Why your ERP feels slow, and why it doesn't have to.
"Slow" is rarely about milliseconds. When people say their ERP is slow, they mean it takes too many steps, too much waiting, and too much fighting the tool to get one real thing done. The database is fine. The workflow is the problem.
Built for the vendor, not for you
Most enterprise software is shaped by the vendor's roadmap and their need to sell the same product to a thousand different customers. The result is a configurable everything-machine where no single path is fast, because every path has to be possible.
Your staff don't need every path. They need their five, and they need them to take three clicks instead of eleven.

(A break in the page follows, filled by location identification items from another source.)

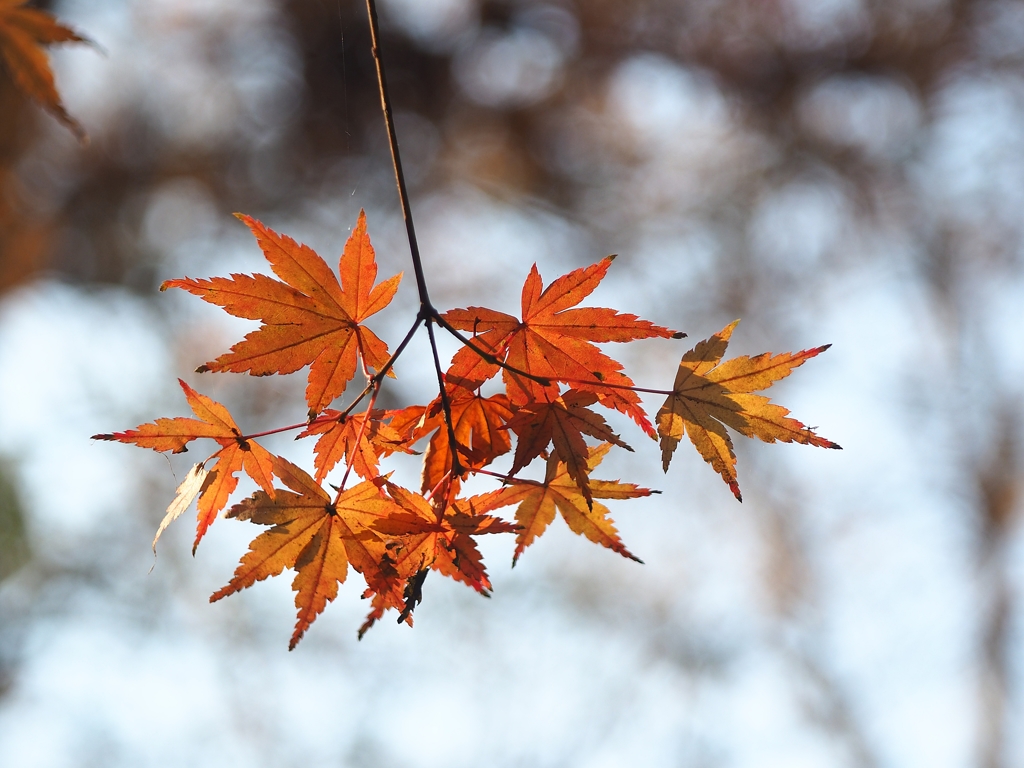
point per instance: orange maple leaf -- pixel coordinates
(308, 318)
(708, 396)
(23, 31)
(554, 342)
(429, 539)
(561, 423)
(478, 424)
(538, 503)
(236, 454)
(315, 537)
(356, 439)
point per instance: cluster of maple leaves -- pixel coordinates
(553, 374)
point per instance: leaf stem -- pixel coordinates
(407, 209)
(486, 355)
(350, 460)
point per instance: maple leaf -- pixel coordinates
(708, 396)
(23, 31)
(554, 342)
(237, 454)
(478, 425)
(360, 441)
(562, 423)
(315, 537)
(441, 542)
(538, 503)
(185, 494)
(309, 318)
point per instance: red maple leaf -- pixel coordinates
(236, 454)
(555, 342)
(308, 318)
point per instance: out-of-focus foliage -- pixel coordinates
(13, 542)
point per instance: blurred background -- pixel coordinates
(832, 171)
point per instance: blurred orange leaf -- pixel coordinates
(23, 32)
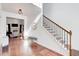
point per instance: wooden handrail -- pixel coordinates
(56, 24)
(69, 32)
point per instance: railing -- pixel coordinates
(62, 35)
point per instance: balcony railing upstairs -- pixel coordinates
(62, 35)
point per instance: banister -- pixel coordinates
(56, 24)
(68, 33)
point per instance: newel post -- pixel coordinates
(70, 50)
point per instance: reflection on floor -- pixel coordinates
(20, 47)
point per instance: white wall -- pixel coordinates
(29, 10)
(0, 6)
(3, 14)
(66, 15)
(11, 21)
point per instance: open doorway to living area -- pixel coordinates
(15, 28)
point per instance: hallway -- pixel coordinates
(19, 47)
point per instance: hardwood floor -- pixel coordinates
(20, 47)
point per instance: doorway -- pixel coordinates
(15, 27)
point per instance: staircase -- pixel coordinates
(63, 36)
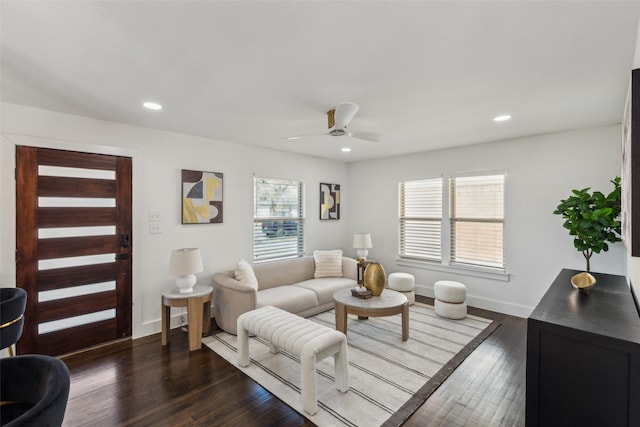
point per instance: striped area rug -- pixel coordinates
(389, 379)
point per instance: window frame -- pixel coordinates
(446, 264)
(403, 218)
(480, 220)
(278, 236)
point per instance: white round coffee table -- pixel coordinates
(388, 303)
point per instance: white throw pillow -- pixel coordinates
(328, 263)
(245, 274)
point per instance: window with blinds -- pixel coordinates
(278, 220)
(477, 220)
(421, 219)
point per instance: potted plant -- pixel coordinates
(592, 218)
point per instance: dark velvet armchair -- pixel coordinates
(34, 388)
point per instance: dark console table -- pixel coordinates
(583, 356)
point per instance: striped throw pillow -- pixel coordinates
(328, 263)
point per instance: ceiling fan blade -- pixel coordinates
(309, 135)
(367, 136)
(345, 111)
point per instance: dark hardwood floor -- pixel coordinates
(141, 383)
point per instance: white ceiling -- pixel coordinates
(427, 75)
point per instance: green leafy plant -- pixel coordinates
(592, 218)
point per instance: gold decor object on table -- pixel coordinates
(364, 294)
(583, 281)
(375, 278)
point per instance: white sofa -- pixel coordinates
(288, 284)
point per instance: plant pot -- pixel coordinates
(375, 278)
(583, 281)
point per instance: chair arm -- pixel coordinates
(231, 298)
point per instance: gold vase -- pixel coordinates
(374, 278)
(583, 282)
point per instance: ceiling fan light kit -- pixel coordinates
(338, 119)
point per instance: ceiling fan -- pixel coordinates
(338, 120)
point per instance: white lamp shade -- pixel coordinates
(362, 241)
(185, 261)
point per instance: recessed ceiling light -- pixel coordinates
(152, 105)
(502, 118)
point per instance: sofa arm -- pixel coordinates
(350, 268)
(231, 298)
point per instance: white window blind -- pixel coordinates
(421, 219)
(278, 224)
(477, 220)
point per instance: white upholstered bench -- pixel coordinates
(308, 340)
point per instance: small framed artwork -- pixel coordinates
(329, 201)
(201, 197)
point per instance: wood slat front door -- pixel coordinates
(73, 248)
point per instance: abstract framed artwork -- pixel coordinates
(201, 197)
(329, 201)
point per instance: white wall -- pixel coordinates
(541, 171)
(158, 158)
(633, 263)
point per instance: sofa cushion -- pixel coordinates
(327, 286)
(290, 298)
(244, 274)
(327, 263)
(284, 272)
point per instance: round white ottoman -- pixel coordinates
(450, 299)
(404, 283)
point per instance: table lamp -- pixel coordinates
(362, 242)
(184, 263)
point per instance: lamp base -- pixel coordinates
(185, 283)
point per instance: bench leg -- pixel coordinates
(308, 394)
(341, 364)
(243, 346)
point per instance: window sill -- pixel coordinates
(457, 269)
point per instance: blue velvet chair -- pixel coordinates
(34, 390)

What we changed building an education ERP
When we rebuilt an admissions and academics suite, we didn't start with the data model. We started with a stopwatch:
- Mapped the real journeys. The twelve things the office actually does every day, in order, by hand.
- Counted the clicks. Then deleted the ones that existed only because the old system needed them.
- Moved work to the edges. Pre-computed what we could, so the screen the user opens already knows what they're about to ask.
The result
The same task that took three days now takes an afternoon, not because the servers got faster, but because the software stopped getting in the way. Staff went from tolerating the system to relying on it.
Fast software isn't a benchmark. It's the feeling that the tool is on your side.
Performance, in the end, is a design decision. Build for the workflow that actually happens, and "slow" stops being a complaint you hear.